Built at Boeing's El Segundo satellite factory, GPS IIF Space Vehicle 2 (SV-2) was tested at Cape Canaveral Air Force Station in Florida from May through August in preparation for the launch of SV-1, the first of 12 GPS IIF next-generation navigation satellites.

SV-2 successfully completed a consolidated system test (CST), which is a set of one-time, system-level design verification and validation tests involving the space vehicle, the ground-based control segment, and user equipment. In addition, GPS master control stations successfully commanded the space vehicle as they will do when the satellite is in operational orbit. SV-2 was also used as a "pathfinder" to validate transportation equipment and processes, as well as launch site test procedures and equipment.

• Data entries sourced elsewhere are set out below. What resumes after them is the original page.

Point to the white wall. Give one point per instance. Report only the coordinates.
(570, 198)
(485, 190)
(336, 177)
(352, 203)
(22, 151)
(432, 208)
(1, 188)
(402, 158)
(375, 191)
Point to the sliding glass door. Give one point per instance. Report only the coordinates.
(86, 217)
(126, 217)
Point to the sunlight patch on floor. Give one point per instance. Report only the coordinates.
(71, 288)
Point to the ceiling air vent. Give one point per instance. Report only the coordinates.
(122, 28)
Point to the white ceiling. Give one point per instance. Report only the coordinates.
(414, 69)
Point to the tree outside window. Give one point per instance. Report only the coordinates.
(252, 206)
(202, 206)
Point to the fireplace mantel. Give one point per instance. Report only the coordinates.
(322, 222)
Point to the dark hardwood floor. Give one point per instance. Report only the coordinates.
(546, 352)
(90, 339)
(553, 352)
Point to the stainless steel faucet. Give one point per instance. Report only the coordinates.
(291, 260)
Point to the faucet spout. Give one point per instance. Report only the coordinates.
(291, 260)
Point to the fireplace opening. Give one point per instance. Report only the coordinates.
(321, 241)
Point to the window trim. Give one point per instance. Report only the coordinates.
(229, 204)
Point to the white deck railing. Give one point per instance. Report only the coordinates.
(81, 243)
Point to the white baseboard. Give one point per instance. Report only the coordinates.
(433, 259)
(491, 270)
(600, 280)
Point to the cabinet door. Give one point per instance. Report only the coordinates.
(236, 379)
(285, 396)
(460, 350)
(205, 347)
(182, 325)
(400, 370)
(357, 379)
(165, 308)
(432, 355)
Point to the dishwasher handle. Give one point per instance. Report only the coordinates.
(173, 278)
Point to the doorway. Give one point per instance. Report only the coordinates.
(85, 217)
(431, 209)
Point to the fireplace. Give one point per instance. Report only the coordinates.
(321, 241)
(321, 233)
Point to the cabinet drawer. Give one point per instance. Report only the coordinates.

"These successful tests reflect a combined effort from the Air Force and Boeing to ensure that the first GPS IIF satellite is on track to meet the Air Force's current launch commitments," said Craig Cooning, vice president and general manager of Boeing Space and Intelligence Systems. "The tests also demonstrate compatibility between the space vehicle and ground control segment, highlighting Boeing's ability to integrate complex space and ground elements."

Boeing is installing the final pieces of hardware on SV-1 and preparing it for its final cycle of environmental vacuum testing to confirm the spacecraft's integrity for launch. SV-2 was returned to El Segundo on Sept. 3 and will follow SV-1 into environmental vacuum testing in preparation for its own launch.

GPS IIF is the product of Boeing's experience with 39 successful satellites from the GPS Block I and Block II/IIA missions and more than 30 years of teamwork with the Air Force. GPS IIF features twice the navigational accuracy of heritage satellites, more robust signals for commercial aviation and search and rescue, and greater resistance to jamming in hostile environments. GPS IIF will form the core of the GPS constellation for many years to come.

GPS is a space-based, worldwide navigation system providing users with highly accurate, three-dimensional position, navigation and timing information 24 hours a day in all weather conditions.